Twenty states filed an amicus curiae brief with the U.S. Supreme Court supporting the petition filed by the North American Meat Institute (Meat Institute) challenging the constitutionality of California’s Proposition 12 (Prop 12).
The brief, filed by Indiana, was joined by Alabama, Alaska, Arkansas, Georgia, Iowa, Kansas, Louisiana, Missouri, Montana, Nebraska, North Dakota, Ohio, Oklahoma, South Carolina, South Dakota, Texas, Utah, West Virginia, and Wyoming.
“The governments of nearly half the states agree,” said Meat Institute President and CEO, Julie Anna Potts, “if California is allowed to apply its laws to conduct in other states, a single state will dictate policies in all others, encouraging a patchwork of regulations and threatening the free flow of interstate commerce.”
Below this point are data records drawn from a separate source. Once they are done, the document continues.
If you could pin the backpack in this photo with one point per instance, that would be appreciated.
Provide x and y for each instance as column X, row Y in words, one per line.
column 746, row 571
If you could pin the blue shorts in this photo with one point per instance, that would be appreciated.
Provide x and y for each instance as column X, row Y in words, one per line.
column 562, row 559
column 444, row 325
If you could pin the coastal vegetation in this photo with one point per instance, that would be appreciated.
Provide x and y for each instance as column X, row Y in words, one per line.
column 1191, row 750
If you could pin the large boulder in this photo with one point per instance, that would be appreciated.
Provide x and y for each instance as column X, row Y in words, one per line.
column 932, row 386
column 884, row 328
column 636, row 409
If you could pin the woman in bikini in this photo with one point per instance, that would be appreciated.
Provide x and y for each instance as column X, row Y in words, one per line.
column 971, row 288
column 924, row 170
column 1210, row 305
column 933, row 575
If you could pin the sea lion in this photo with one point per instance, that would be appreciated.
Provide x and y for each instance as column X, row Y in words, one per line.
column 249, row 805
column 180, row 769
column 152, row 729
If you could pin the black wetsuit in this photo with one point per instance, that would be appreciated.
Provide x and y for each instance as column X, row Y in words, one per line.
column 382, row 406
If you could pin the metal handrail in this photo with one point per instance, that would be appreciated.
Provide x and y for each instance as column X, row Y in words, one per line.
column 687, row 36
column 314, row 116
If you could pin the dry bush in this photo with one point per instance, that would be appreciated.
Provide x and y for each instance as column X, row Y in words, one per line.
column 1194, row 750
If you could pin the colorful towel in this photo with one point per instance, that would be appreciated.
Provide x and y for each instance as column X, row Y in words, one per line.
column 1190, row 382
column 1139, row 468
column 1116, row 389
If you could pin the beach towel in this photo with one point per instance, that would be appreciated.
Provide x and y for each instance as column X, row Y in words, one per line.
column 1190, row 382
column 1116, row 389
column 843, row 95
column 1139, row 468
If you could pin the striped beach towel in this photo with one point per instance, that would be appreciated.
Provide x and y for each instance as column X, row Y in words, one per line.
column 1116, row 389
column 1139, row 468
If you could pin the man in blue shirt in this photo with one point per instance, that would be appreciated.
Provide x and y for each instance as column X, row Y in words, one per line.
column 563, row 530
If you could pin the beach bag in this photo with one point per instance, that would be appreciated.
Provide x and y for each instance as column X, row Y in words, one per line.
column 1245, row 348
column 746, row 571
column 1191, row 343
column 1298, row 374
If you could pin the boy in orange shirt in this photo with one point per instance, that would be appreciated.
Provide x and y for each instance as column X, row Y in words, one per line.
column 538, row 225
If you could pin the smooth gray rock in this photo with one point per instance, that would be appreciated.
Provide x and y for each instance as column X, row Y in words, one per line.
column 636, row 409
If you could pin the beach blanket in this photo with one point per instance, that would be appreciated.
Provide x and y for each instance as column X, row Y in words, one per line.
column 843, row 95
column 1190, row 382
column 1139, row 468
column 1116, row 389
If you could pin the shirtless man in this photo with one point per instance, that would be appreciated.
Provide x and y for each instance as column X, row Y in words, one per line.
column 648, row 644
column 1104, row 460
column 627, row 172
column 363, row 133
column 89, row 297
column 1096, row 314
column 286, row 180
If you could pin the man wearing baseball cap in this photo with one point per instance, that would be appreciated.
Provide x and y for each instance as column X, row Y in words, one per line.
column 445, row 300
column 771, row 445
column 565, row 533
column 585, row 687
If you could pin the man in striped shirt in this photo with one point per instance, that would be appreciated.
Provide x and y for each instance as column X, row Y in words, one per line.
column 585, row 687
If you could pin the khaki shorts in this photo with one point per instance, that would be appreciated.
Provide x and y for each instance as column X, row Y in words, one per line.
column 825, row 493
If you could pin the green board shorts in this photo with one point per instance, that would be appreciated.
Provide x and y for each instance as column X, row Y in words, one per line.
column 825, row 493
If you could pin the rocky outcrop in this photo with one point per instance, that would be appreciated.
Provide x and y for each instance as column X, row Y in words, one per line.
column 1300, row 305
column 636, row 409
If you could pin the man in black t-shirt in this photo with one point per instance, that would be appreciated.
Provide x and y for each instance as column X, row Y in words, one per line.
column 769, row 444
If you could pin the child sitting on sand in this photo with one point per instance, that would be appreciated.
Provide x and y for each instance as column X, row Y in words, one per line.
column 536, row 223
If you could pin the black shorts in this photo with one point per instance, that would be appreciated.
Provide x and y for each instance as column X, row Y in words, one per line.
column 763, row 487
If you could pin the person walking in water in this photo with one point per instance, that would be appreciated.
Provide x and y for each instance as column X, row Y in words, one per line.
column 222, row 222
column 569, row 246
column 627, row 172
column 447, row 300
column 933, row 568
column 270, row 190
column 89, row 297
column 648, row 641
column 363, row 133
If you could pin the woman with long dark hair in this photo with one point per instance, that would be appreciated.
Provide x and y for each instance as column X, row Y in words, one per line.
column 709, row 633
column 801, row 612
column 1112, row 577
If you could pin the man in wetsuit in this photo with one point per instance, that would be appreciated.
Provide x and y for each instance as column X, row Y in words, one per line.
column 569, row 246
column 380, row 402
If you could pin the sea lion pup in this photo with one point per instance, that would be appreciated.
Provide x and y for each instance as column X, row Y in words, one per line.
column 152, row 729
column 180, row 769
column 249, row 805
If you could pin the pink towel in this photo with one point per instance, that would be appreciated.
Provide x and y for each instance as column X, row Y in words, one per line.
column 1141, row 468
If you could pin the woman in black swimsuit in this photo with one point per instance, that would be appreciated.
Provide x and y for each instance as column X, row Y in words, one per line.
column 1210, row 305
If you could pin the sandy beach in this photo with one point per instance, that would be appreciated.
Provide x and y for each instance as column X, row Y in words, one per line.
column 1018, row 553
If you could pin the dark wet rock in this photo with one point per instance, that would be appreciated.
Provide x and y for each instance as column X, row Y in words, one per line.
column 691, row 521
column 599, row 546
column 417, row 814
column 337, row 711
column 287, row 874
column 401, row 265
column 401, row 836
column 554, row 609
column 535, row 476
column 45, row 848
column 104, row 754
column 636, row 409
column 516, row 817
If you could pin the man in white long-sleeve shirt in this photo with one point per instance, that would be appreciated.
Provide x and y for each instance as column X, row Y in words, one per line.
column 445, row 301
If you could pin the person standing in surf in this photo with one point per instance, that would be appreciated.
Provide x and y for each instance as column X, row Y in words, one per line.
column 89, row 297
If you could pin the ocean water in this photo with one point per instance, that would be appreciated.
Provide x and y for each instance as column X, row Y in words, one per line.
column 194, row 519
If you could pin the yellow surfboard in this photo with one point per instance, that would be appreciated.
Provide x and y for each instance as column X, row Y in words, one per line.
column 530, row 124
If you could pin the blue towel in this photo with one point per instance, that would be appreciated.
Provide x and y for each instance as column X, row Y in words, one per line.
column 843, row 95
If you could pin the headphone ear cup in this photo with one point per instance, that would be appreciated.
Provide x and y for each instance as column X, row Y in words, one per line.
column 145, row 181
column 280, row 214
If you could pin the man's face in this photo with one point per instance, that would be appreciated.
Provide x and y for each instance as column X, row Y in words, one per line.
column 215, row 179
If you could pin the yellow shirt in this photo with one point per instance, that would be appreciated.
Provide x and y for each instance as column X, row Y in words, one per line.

“It (Prop 12) freely permits California to impose regulations directly on out-of-state commercial conduct and thereby fosters inconsistent state regulatory obligations and enables tit-for-tat state regulatory conflict,” the States said, “The ultimate result may be a transformation of America’s current integrated national market into a patchwork of regulatory regions.”
The Meat Institute filed a petition in February for a writ of certiorari asking the Supreme Court to review an earlier ruling of the U.S. Court of Appeals for the Ninth Circuit in the Meat Institute’s challenge to the constitutionality of California’s Proposition 12, The Farm Animal Confinement Initiative. The Meat Institute opposes the law because they note it is unconstitutional and will hurt the nation’s food value chain by significantly increasing costs for producers and consumers.
The question in the case is whether the U.S. Constitution permits California to extend its police power beyond its territorial borders by banning the sale of wholesome pork and veal products sold into California unless out-of-state farmers restructure their facilities to meet animal-confinement standards dictated by California.
The brief notes, “Allowing Prop 12 to stand insulates in-state farmers from the out-of-state competition while imposing crushing burdens on out-of-state farmers and producers who have no political voice to shape the regulations that California has unilaterally determined to foist upon their operations outside of California.”